DeepSpeed User Guide

The purpose of this document is to guide Data Scientists to run PyTorch models on the Habana® Gaudi® infrastructure using a DeepSpeed interface.

DeepSpeed Gaudi Integration

Existing model training scripts can be migrated to use DeepSpeed library and integrate new optimizations into the training process. Refer to https://www.deepspeed.ai for further details.

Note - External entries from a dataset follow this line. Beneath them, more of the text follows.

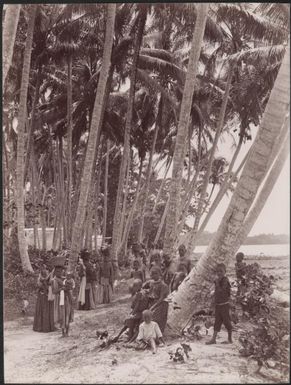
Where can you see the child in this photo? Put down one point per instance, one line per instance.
(158, 292)
(137, 272)
(44, 309)
(62, 288)
(139, 304)
(149, 332)
(222, 297)
(167, 271)
(178, 278)
(106, 276)
(183, 260)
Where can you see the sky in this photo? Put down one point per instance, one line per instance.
(275, 216)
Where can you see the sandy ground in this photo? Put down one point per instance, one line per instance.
(31, 357)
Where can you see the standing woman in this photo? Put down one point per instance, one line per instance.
(62, 289)
(88, 275)
(106, 276)
(158, 292)
(44, 309)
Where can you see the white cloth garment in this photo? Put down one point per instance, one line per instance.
(148, 331)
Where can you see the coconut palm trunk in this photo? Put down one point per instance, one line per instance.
(104, 227)
(69, 146)
(117, 230)
(149, 174)
(8, 37)
(178, 157)
(193, 235)
(193, 293)
(93, 135)
(26, 265)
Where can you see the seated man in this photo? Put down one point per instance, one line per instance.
(139, 304)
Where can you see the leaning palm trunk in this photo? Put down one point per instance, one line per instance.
(162, 185)
(8, 38)
(116, 233)
(105, 192)
(123, 246)
(69, 147)
(124, 205)
(264, 194)
(193, 235)
(26, 265)
(149, 175)
(93, 135)
(161, 225)
(186, 105)
(193, 293)
(32, 120)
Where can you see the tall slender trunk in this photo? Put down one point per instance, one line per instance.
(126, 150)
(162, 185)
(105, 191)
(178, 158)
(97, 192)
(264, 194)
(124, 205)
(8, 38)
(123, 245)
(93, 135)
(32, 120)
(69, 147)
(161, 225)
(193, 293)
(198, 215)
(149, 173)
(26, 265)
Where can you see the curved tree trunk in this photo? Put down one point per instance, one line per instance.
(105, 192)
(8, 37)
(193, 232)
(193, 293)
(264, 194)
(69, 147)
(149, 174)
(26, 265)
(93, 135)
(128, 224)
(162, 185)
(178, 158)
(116, 233)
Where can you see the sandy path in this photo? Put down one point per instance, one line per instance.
(31, 357)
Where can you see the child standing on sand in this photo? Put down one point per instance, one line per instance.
(222, 298)
(149, 332)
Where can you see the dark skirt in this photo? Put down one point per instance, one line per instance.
(44, 314)
(160, 315)
(86, 305)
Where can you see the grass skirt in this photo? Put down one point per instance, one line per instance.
(44, 314)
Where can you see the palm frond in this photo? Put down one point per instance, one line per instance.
(162, 66)
(250, 24)
(158, 53)
(272, 54)
(153, 85)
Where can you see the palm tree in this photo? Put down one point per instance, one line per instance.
(26, 265)
(178, 158)
(93, 135)
(9, 32)
(194, 291)
(116, 233)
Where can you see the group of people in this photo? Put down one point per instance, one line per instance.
(55, 299)
(149, 307)
(154, 275)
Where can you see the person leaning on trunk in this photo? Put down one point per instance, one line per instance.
(222, 298)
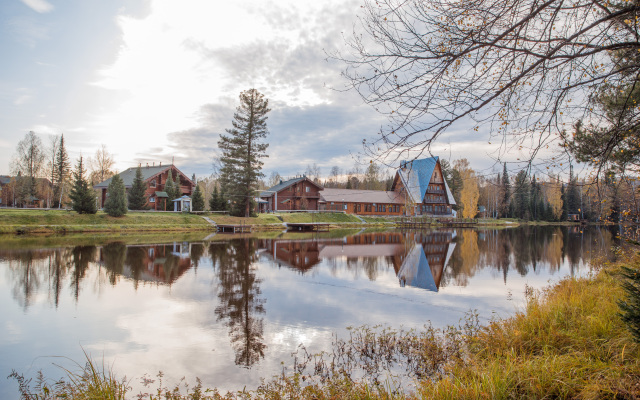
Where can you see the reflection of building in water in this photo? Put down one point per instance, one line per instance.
(162, 263)
(418, 258)
(424, 264)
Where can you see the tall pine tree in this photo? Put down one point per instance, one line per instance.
(242, 151)
(197, 199)
(82, 196)
(116, 203)
(137, 193)
(506, 192)
(62, 169)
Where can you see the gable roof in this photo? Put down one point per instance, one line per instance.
(129, 174)
(361, 196)
(416, 176)
(284, 184)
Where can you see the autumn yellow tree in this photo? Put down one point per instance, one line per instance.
(470, 193)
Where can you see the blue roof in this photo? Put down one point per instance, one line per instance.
(416, 176)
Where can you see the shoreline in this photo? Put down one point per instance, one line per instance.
(568, 342)
(36, 222)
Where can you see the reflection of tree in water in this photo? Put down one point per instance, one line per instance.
(135, 259)
(239, 297)
(82, 256)
(196, 252)
(26, 273)
(114, 255)
(523, 249)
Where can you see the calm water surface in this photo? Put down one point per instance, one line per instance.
(230, 309)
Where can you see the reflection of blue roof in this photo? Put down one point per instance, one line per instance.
(416, 272)
(416, 176)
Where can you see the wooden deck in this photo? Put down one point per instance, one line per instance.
(458, 222)
(308, 226)
(233, 228)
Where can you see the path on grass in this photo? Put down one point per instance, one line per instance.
(209, 220)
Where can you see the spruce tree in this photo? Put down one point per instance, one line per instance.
(116, 203)
(197, 200)
(506, 190)
(242, 151)
(214, 201)
(137, 193)
(223, 204)
(630, 305)
(61, 173)
(82, 196)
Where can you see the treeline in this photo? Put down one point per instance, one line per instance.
(43, 172)
(552, 198)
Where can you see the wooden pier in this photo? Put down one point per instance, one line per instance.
(458, 222)
(233, 228)
(308, 226)
(415, 223)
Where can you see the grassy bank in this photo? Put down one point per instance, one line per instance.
(568, 343)
(60, 221)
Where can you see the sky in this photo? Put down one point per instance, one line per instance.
(158, 80)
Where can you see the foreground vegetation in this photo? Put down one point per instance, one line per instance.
(569, 342)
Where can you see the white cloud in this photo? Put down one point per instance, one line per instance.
(186, 54)
(40, 6)
(27, 31)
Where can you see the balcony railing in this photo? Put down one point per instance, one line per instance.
(438, 201)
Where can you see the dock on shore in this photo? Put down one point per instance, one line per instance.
(231, 228)
(308, 226)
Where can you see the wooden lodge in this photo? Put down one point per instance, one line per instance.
(155, 177)
(299, 193)
(419, 188)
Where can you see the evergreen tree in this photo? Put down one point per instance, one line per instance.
(116, 203)
(572, 195)
(213, 201)
(62, 169)
(630, 306)
(242, 151)
(197, 200)
(82, 196)
(506, 191)
(223, 204)
(137, 193)
(521, 196)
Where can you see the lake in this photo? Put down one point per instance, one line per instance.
(231, 309)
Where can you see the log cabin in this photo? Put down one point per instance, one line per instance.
(299, 193)
(155, 177)
(419, 188)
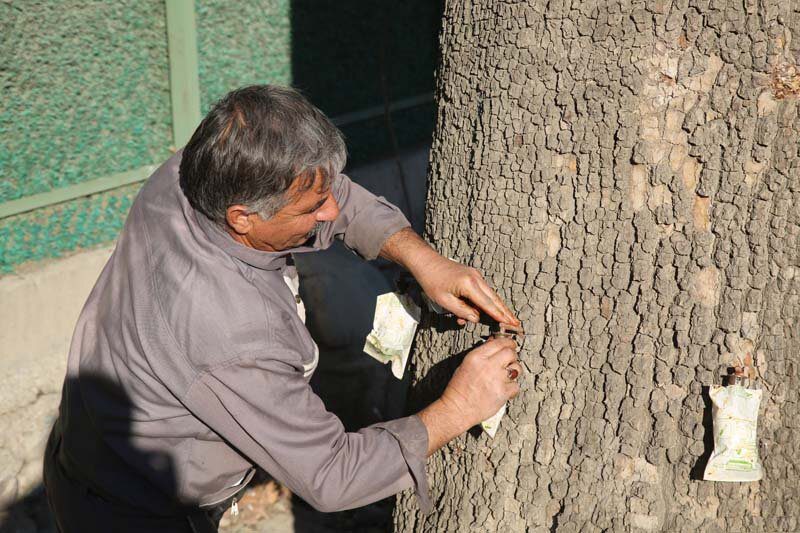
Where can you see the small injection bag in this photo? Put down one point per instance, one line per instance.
(735, 413)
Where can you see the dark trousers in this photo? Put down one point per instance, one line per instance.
(77, 508)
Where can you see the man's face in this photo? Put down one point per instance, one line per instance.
(294, 224)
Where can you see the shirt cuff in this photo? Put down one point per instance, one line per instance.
(369, 230)
(412, 435)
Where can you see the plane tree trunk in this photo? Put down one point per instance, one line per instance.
(626, 174)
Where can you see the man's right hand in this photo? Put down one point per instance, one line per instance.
(477, 390)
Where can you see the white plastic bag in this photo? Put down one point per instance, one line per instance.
(735, 413)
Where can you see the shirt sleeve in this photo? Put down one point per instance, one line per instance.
(266, 409)
(365, 221)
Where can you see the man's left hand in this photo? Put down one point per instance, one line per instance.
(463, 291)
(457, 288)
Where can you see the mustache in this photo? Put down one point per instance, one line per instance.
(315, 229)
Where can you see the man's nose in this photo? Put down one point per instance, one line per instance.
(329, 210)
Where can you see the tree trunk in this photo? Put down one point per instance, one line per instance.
(627, 174)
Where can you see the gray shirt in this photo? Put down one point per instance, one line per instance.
(189, 365)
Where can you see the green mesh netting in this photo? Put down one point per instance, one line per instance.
(56, 230)
(85, 92)
(85, 95)
(241, 43)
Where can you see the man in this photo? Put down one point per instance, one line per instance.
(190, 361)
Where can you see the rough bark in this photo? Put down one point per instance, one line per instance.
(627, 174)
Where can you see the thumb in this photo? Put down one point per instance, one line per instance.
(460, 308)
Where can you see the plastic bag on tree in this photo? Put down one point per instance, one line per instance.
(735, 413)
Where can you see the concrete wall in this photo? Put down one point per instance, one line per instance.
(39, 307)
(38, 311)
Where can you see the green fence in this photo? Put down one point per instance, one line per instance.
(96, 94)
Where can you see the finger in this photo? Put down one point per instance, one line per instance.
(514, 371)
(479, 292)
(460, 308)
(508, 316)
(494, 345)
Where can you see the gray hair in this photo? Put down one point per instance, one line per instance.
(253, 144)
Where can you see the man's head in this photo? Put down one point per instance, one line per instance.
(261, 165)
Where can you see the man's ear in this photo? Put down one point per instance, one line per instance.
(238, 219)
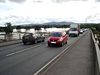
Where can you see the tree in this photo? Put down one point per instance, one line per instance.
(8, 30)
(19, 31)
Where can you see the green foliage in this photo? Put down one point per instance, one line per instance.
(8, 28)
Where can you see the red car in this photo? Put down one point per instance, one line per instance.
(57, 38)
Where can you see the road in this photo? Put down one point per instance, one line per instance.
(19, 59)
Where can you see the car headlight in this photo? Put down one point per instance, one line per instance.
(60, 39)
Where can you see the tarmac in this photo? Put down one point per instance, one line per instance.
(78, 61)
(10, 42)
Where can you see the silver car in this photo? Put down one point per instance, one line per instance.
(29, 38)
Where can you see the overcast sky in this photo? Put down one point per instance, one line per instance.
(41, 11)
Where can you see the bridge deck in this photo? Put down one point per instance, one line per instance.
(78, 61)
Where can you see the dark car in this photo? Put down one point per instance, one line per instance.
(29, 38)
(57, 38)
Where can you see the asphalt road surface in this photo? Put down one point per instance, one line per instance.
(19, 59)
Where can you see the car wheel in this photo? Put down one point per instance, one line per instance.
(35, 41)
(62, 44)
(49, 45)
(66, 42)
(24, 43)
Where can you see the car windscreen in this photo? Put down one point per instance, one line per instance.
(56, 34)
(73, 29)
(26, 34)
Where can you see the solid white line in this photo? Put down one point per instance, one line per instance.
(37, 72)
(21, 51)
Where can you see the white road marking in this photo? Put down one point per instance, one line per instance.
(42, 68)
(22, 50)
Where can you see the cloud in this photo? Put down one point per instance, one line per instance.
(97, 0)
(18, 1)
(3, 1)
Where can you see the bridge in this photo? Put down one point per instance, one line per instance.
(81, 56)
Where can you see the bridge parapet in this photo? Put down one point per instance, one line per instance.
(97, 54)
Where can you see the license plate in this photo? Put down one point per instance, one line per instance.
(53, 42)
(26, 37)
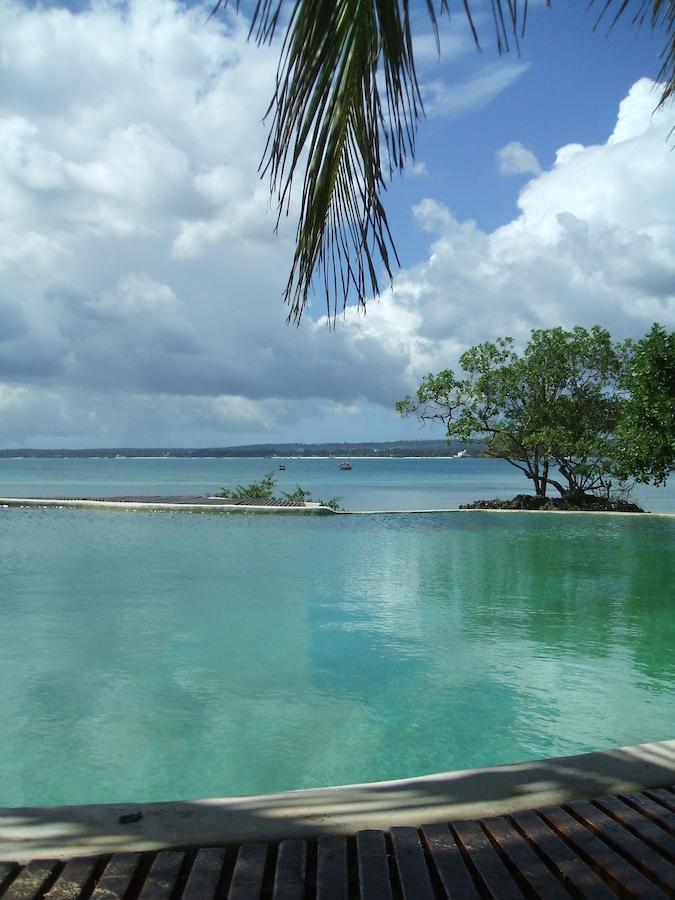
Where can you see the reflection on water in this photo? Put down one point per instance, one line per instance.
(162, 656)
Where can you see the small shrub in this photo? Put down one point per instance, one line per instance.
(257, 490)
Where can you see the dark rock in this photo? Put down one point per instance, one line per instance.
(587, 503)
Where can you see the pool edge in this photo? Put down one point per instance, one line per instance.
(62, 832)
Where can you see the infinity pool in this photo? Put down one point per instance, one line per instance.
(153, 656)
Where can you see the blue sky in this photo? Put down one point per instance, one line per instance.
(140, 276)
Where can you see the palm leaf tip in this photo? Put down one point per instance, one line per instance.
(346, 85)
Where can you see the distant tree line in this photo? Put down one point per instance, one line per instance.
(574, 410)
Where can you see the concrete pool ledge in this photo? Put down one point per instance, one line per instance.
(63, 832)
(210, 504)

  • Zero Redundancy optimizers

  • Usage in lower precision data types as Bfloat16

  • Checkpoint Activation

  • Model Pipelining parallelism

The HabanaAI GitHub shares a fork of the DeepSpeed library that includes changes to add support for Gaudi. To use DeepSpeed with Gaudi, you must install Habana’s fork for DeepSpeed:

  • By installing directly from the DeepSpeed fork repository located in HabanaAI GitHub:

pip install git+https://github.com/HabanaAI/DeepSpeed.git@v1.5.0
  • Or, by cloning the DeepSpeed fork repository and installing from local directory:

git clone git+https://github.com/HabanaAI/DeepSpeed.git@v1.5.0

cd DeepSpeed

pip install

DeepSpeed Validated Configurations

The following DeepSpeed configurations have been validated to be fully functioning with Gaudi:

  • Distributed Data Parallel (multi-card)

  • Zero1

  • BF16 precision

Note

DeepSpeed’s multi-node training uses pdsh for invoking the processes on remote hosts. Make sure it is installed on your machine before using it.

Working with DeepSpeed on Gaudi

  • If you have an existing training script that runs on Gaudi, it can be converted into DeepSpeed by following the instructions in https://www.deepspeed.ai.

  • In order to align both training script and DeepSpeed to use Gaudi, it is highly recommended to use only the dedicated DeepSpeed flag use_hpu inside the training script.

  • You can provide a DeepSpeed json config file to specify a collection of training settings. See https://www.deepspeed.ai/docs/config-json/.

It is highly recommended to review one of the examples located under DeepSpeed Examples.